Similar experiences have been widely reported, not only on a local level, but also among established organisations that are beginning to form new and sometimes unusual alliances. As Zac Goldsmith commented in a recent editorial for The Ecologist, this "can only lead to admiration for Monsanto, who have single-handedly managed to unite a divided social and ecological movement."

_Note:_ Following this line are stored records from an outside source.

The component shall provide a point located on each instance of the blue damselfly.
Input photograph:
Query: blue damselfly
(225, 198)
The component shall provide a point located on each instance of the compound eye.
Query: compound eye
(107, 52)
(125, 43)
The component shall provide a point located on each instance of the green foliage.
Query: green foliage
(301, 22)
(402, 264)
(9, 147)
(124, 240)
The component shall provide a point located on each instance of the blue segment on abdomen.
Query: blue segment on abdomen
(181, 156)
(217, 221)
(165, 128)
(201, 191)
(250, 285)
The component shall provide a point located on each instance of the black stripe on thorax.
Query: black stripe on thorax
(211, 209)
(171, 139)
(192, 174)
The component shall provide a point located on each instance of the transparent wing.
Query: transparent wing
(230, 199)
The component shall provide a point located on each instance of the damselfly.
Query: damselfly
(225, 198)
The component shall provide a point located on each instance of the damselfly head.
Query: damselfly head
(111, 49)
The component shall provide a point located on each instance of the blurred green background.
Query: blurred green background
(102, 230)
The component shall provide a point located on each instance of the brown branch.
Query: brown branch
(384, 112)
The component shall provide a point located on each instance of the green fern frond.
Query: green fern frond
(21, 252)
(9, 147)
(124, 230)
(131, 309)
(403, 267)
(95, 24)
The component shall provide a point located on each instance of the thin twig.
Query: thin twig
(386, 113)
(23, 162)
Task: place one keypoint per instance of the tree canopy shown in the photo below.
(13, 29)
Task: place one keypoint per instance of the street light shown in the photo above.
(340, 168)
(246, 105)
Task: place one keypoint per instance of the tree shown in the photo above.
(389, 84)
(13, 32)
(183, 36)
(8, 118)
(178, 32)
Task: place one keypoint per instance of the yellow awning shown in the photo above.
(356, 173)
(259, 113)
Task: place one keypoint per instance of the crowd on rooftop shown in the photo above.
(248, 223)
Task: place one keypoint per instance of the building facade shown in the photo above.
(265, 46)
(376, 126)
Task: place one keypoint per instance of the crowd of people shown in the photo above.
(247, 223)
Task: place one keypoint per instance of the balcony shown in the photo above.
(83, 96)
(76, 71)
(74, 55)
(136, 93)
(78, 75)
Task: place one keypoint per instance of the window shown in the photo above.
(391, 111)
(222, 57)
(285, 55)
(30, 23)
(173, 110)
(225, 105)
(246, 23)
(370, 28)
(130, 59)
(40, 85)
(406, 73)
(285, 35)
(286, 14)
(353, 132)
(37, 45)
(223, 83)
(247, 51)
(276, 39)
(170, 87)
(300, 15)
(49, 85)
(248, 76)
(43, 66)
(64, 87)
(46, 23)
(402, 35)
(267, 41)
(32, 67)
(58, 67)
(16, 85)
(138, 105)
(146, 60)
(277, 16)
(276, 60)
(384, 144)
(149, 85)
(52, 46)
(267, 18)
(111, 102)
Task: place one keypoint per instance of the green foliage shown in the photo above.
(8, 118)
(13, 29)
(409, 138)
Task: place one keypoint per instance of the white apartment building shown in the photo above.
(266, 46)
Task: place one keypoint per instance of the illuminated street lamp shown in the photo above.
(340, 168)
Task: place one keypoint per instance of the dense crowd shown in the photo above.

By 1999 major supermarkets, food producers, beverage companies, animal feed suppliers and restaurants across Europe and also in Japan, Australia, New Zealand, Korea, Thailand, the US, Canada, South Africa, Mexico, Brazil and Hong Kong, were bowing to pressure from the public, and beginning to exclude genetically engineered ingredients from their own-brand products. This even included corporations such as Unilever, the largest processed food producer in the world, which belongs to the multinational consortium EuropaBio. Just two years after EuropaBio hired PR company Burson Marsteller to help convince the public of the benefits of genetic engineering, Unilever was forced to withdraw genetically engineered soya from its foods in the UK, after consumer boycotts reduced sales of its product 'Beanfeast' by more than 50%.